Go Functional is generic, capable of handling any comparable value. So floats, ints, or strings are just fine.

input := []string{"all", "your", "base", "are", "belong", "to", "us"}

longestWord := fslice.From(input).Reduce(func(a, b string) string {
    if utf8.RuneCountInString(a) > utf8.RuneCountInString(b) {
        return a
    }
    return b
})

fmt.Println(longestWord)
// Output: "belong"

Sounds like all that and bag of chips. What’s the catch?

Functional Programming offers many advantages of over a procedural or OOP style, but has some disadvantages too. What you gain in expressiveness can be lost in performance. In practice, I have not found this to matter 95% of the time. In most cases, readability and maintainability are more important than shaving off a few cycles. Go Functional includes a full-suite of benchmarks that go through common cases. They should give you an idea of the performance characteristics.

Put more succinctly, in the vast majority of cases, Go Functional is effectively a near-zero-cost abstraction, but it is not essentially so. There are cases that will result in unacceptable performance. Use the right tool for the job.
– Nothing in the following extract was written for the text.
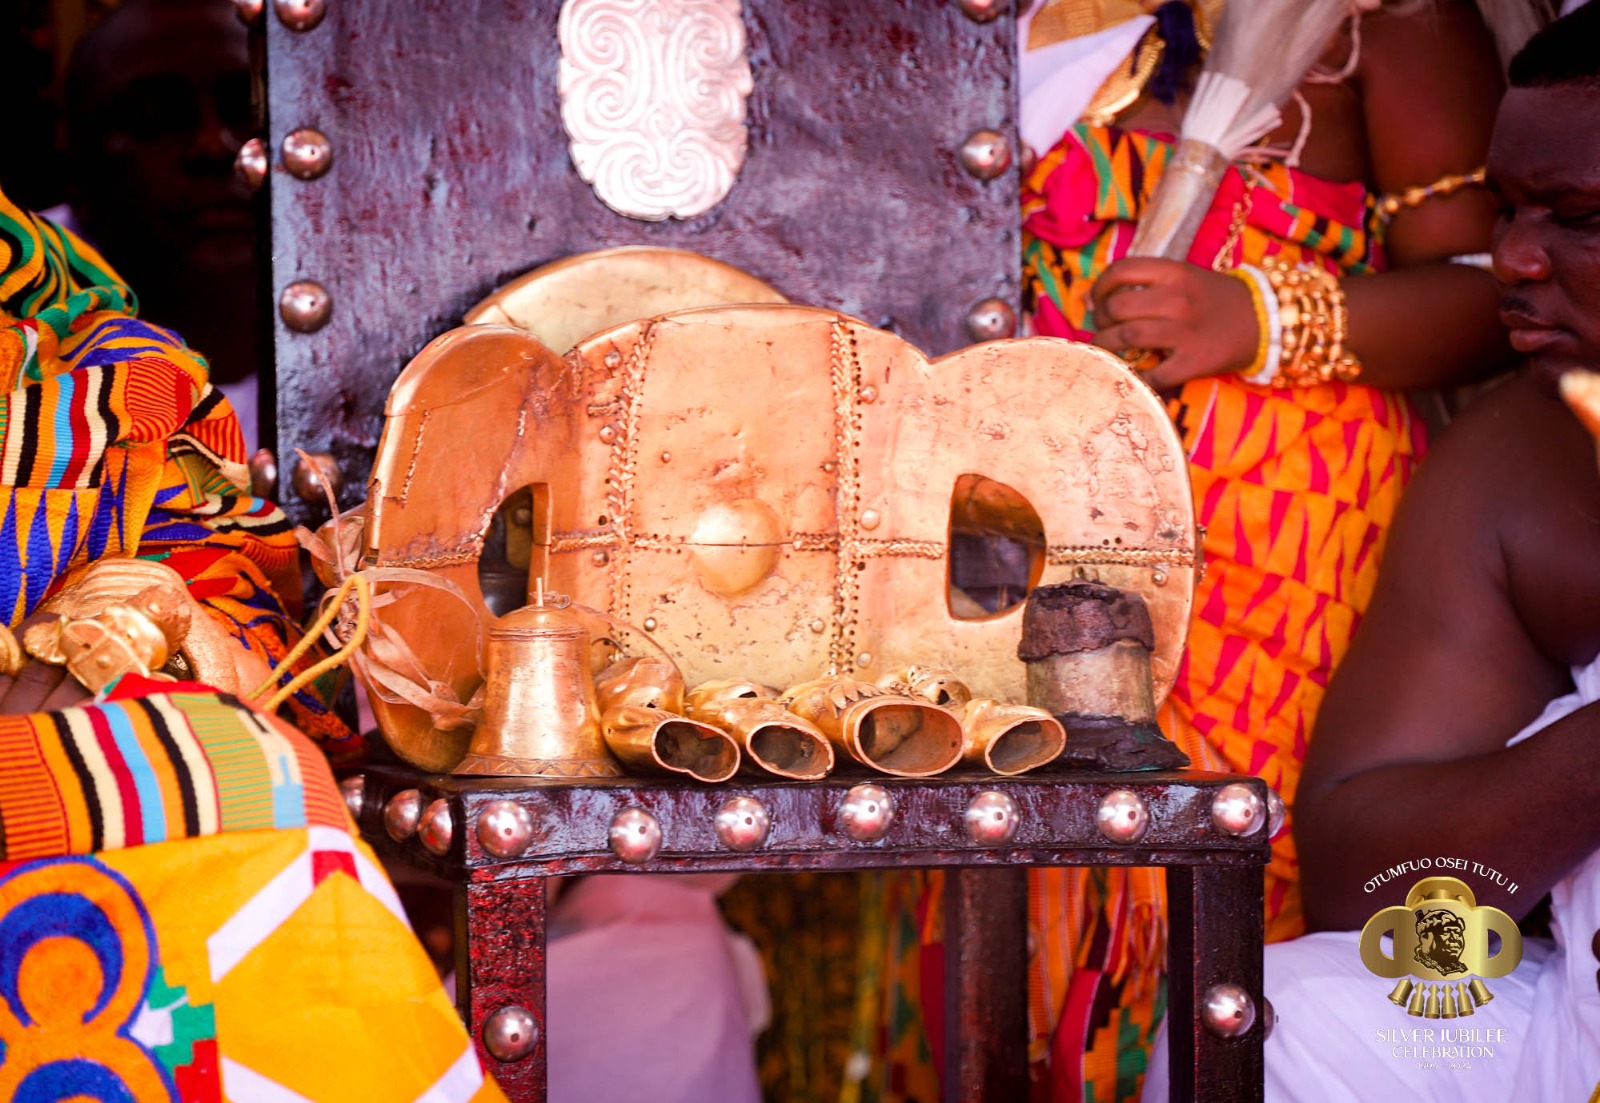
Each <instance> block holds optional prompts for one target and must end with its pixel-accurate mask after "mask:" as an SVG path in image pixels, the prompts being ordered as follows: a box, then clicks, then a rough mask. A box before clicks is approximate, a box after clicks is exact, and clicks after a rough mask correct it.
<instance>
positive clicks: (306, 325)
mask: <svg viewBox="0 0 1600 1103" xmlns="http://www.w3.org/2000/svg"><path fill="white" fill-rule="evenodd" d="M331 314H333V296H331V295H328V288H325V287H323V285H322V283H318V282H317V280H294V282H293V283H290V285H288V287H285V288H283V293H282V295H278V317H282V319H283V325H286V327H290V328H291V330H294V331H296V333H315V331H317V330H320V328H322V327H325V325H328V317H330V315H331Z"/></svg>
In terms of readability, my personal opinion is that functional is superior to all other styles. But you may not find so at first. It takes some getting used to.

What’s Next?

  • I would like to include a sub-package for maps (Fmap)
  • Maybe one for structs as well (Fstruct)
  • I’d like to introduce the concept of the Functor to enable greater polymorphism
  • I’d like to generate graphs from the benchmarks for visual grokking of performance characteristics
  • I’d like to cover especially expensive edge-cases in the benchmarks, and develop an understanding of how, when, and if cyclomatic complexity increases as functions are added to the chain.